Furthermore, price increases are not limited to modules and solar cells; materials throughout the supply chain, including silicon, wafers, encapsulants, and glass, are also seeing price hikes. A professional in the photovoltaic industry noted that the price surge is influenced by upstream production cuts in polysilicon. Major companies have taken self-regulatory actions, with a significant reduction in polysilicon production contributing to this wave of price increases. In December 2024, Tongwei Co. and Daqo New Energy announced plans to implement technical upgrades and orderly production cuts for some high-purity polysilicon projects.
On March 20, a report from Xinda Futures indicated that the reduction in polysilicon output in February led to approximately 90,000 tons, which, under expectations of supply-side reform in the photovoltaic sector, supports prices. Shanxi Xiangbang Technology Company, a supplier of encapsulants, stated that their orders are saturated for the first quarter, with some orders extending to the end of the second quarter.

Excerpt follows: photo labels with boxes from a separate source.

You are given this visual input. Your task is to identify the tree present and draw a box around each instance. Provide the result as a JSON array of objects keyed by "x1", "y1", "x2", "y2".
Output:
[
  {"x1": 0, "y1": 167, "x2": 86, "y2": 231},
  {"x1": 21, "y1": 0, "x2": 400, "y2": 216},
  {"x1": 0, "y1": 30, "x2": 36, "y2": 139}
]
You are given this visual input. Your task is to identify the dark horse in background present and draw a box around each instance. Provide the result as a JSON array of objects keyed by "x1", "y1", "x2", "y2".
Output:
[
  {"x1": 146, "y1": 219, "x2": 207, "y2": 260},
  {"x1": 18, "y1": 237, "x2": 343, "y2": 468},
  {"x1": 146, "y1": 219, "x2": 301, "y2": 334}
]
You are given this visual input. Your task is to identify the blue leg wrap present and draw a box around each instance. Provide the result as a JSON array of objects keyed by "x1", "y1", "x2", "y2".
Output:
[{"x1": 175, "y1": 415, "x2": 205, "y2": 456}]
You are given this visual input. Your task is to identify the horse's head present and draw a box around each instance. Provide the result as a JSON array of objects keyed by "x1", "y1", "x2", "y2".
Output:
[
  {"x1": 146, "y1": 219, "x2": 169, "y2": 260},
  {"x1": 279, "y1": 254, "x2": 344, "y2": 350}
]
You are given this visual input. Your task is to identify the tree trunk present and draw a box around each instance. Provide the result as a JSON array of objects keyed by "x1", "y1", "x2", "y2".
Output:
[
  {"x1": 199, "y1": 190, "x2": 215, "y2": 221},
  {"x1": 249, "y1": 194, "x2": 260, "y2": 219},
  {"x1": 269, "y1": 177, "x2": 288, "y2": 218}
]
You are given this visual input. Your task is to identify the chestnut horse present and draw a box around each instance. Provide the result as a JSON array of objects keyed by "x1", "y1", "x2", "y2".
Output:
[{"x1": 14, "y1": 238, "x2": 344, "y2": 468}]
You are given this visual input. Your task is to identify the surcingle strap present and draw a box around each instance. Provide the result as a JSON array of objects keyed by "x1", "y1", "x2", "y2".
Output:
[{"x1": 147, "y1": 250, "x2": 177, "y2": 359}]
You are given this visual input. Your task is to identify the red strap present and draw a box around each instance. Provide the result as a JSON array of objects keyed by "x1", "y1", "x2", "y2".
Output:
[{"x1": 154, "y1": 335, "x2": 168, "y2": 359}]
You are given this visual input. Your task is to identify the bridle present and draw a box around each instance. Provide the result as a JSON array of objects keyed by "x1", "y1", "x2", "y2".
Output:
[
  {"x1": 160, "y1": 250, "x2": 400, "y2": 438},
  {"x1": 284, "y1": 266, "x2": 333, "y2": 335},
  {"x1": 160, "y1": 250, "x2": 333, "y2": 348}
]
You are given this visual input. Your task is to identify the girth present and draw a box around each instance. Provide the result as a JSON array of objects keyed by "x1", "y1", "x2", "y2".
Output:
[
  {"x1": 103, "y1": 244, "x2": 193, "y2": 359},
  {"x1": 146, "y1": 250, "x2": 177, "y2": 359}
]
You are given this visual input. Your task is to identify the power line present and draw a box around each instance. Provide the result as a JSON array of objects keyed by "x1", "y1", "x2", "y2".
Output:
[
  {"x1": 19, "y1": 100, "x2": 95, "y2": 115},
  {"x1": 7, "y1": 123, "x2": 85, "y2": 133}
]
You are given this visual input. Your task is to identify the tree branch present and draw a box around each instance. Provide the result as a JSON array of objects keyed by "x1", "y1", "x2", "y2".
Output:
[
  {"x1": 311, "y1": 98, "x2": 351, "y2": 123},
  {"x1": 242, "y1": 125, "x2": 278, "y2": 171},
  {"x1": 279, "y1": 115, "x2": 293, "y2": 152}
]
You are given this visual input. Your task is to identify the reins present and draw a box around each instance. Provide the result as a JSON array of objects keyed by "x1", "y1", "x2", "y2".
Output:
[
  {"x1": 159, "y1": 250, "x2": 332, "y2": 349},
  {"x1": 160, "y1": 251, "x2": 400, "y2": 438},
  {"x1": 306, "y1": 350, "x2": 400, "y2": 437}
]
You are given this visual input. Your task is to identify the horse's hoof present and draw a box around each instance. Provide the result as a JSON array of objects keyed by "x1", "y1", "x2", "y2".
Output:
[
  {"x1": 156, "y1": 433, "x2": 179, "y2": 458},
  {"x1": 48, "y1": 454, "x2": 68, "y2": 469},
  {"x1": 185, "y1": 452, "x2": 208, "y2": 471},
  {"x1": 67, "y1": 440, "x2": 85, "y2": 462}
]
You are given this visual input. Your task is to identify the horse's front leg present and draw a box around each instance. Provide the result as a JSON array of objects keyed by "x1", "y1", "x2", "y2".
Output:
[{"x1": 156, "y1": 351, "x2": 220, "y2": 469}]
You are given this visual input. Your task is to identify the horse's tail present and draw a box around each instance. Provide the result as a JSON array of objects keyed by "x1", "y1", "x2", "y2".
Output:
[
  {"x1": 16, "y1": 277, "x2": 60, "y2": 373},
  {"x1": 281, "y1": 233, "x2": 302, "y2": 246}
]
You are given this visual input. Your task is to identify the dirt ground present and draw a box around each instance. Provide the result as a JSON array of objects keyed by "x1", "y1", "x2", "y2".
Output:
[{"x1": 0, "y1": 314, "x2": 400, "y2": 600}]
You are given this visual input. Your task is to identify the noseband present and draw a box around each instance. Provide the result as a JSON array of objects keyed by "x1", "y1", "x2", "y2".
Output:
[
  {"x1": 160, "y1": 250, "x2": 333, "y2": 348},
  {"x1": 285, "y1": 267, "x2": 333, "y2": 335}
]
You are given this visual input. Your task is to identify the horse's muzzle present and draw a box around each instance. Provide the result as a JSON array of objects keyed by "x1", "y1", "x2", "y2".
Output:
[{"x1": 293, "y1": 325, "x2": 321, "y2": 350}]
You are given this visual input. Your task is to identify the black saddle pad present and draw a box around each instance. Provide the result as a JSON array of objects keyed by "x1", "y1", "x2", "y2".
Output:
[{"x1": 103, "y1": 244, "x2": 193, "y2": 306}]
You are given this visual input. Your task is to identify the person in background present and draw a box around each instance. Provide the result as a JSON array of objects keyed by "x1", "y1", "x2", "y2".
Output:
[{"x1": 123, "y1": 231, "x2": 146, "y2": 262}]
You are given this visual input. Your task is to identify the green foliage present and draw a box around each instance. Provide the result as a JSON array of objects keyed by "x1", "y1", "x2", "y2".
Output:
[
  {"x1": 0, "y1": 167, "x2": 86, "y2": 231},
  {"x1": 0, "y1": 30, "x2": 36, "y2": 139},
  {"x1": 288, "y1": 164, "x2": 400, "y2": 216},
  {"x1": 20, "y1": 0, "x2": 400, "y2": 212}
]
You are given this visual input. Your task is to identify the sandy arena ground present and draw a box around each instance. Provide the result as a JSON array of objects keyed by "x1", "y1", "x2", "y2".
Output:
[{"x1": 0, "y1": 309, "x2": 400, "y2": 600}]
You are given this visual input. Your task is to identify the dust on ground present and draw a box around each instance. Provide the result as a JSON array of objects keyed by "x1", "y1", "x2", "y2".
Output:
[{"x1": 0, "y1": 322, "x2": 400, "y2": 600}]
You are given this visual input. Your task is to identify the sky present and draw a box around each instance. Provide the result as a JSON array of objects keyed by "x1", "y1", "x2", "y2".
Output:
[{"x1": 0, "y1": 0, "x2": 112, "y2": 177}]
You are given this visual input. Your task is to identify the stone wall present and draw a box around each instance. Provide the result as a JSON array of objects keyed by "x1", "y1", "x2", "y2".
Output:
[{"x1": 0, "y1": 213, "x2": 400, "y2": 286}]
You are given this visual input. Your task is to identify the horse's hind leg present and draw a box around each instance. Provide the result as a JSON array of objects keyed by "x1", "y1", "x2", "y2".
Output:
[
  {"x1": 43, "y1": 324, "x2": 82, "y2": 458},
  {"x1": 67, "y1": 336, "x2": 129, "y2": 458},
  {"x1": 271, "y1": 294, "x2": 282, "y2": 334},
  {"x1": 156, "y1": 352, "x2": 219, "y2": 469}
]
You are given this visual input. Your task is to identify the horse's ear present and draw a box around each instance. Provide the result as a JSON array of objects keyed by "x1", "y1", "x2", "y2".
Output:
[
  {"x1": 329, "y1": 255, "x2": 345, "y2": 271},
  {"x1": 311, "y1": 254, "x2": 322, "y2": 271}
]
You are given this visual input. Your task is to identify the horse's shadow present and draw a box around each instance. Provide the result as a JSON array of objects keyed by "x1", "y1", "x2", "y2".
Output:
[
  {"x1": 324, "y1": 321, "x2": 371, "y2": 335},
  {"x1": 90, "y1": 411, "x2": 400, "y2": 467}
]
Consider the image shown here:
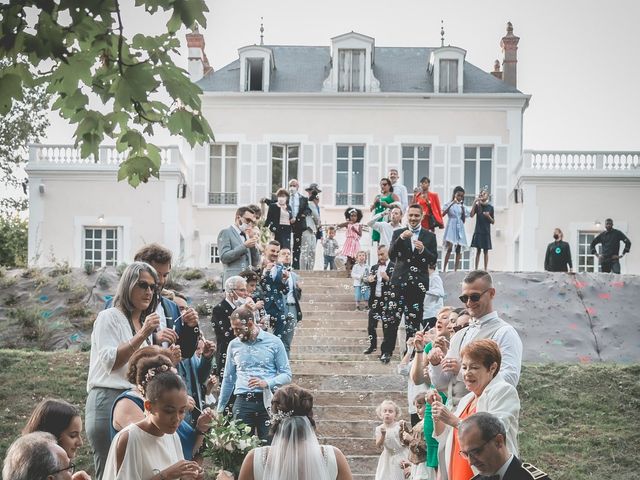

Some industry experts express concerns that the rush for installations may have borrowed demand from the latter half of the year. They suggest that the impact of the current rush on annual installation totals may be limited. On March 21, Lü Jinbiao, joint secretary-general of the SEMI China PV Standards Committee, noted that the introduction of market-oriented pricing policies for renewable energy reflects advancements in manufacturing technology and the industry’s capacity to compete with traditional fossil fuels. He emphasized, “The demand driven by the rush for installations is merely a timing adjustment, and there is no significant increase in annual totals.” He stated that maintaining self-discipline in the industry and avoiding aggressive price competition are crucial for long-term stability.
Overall, while there have been noticeable short-term price fluctuations, the long-term outlook remains cautious. Industry leaders, including Longi Green Energy’s founder, Li Zhenguo, have commented that the recent price increases are more of a temporary correction amidst supply-demand imbalances, and the overall health of the industry should not be overstated.